BEIRUT/NAIROBI: An international team of experts will begin an assessment
Tuesday of the environmental damage in Lebanon caused by the recent conflict. A
press released issued by the United Nations Environment Program (UNEP) said
Monday the team, led by and working in close cooperation with the Lebanese
authorities, will be visiting and sampling sites thought to present potential
risks to human health, wildlife and the wider environment.

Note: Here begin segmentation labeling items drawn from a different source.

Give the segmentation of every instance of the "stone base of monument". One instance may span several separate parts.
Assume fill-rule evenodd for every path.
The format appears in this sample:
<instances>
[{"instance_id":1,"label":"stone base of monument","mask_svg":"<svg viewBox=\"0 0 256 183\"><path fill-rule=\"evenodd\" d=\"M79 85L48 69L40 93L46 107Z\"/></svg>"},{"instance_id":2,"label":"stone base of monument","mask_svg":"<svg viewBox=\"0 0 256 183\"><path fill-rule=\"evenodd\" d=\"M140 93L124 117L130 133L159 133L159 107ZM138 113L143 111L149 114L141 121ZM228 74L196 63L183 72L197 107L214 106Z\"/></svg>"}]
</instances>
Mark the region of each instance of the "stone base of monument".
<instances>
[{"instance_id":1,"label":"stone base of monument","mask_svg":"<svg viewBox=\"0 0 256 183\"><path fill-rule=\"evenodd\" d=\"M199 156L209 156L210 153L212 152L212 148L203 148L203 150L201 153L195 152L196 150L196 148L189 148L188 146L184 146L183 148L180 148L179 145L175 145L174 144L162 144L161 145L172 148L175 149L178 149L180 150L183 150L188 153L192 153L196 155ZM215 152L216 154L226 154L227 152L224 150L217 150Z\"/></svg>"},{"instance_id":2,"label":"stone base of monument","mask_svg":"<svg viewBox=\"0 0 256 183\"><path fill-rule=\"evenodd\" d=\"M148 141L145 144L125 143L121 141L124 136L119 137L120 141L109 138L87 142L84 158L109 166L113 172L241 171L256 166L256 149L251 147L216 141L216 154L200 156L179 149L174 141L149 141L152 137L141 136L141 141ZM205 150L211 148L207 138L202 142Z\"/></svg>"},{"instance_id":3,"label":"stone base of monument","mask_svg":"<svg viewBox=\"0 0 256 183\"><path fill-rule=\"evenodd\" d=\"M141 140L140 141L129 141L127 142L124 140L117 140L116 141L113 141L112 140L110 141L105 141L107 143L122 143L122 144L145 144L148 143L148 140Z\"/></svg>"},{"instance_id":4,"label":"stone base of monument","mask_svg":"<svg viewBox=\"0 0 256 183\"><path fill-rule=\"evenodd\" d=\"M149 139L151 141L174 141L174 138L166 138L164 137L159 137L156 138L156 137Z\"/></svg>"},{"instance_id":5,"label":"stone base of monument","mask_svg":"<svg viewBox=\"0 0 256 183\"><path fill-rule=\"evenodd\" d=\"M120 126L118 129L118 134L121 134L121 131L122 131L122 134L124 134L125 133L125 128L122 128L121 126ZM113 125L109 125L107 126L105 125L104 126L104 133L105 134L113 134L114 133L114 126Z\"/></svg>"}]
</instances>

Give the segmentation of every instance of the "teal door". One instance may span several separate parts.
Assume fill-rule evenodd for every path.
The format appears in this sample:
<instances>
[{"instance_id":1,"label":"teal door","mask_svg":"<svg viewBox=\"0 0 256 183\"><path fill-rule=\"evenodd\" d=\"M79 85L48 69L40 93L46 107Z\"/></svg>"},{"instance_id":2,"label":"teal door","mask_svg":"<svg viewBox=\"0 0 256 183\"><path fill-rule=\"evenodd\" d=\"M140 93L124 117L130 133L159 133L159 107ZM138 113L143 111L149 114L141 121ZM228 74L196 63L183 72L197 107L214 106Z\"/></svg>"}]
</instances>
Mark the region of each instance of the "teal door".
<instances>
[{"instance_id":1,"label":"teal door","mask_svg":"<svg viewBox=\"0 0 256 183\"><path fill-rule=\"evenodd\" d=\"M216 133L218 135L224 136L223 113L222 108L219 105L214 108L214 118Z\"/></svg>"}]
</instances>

These include the Jiyyeh power plant 28 kilometers south of Beirut which
discharged an estimated 10,000 to 30,000 tons of fuel oil into the
Mediterranean after being hit in mid-July; Rafik Hariri International Airport,
where fuel tanks were set alight as a result of repeated bombing; and the
Maliban glass factory in the Bekaa Valley, destroyed by an air raid on July 19.

The team also plans to assess pollution risks at many damaged drinking-water,
sewage-treatment and hospital-facility sites.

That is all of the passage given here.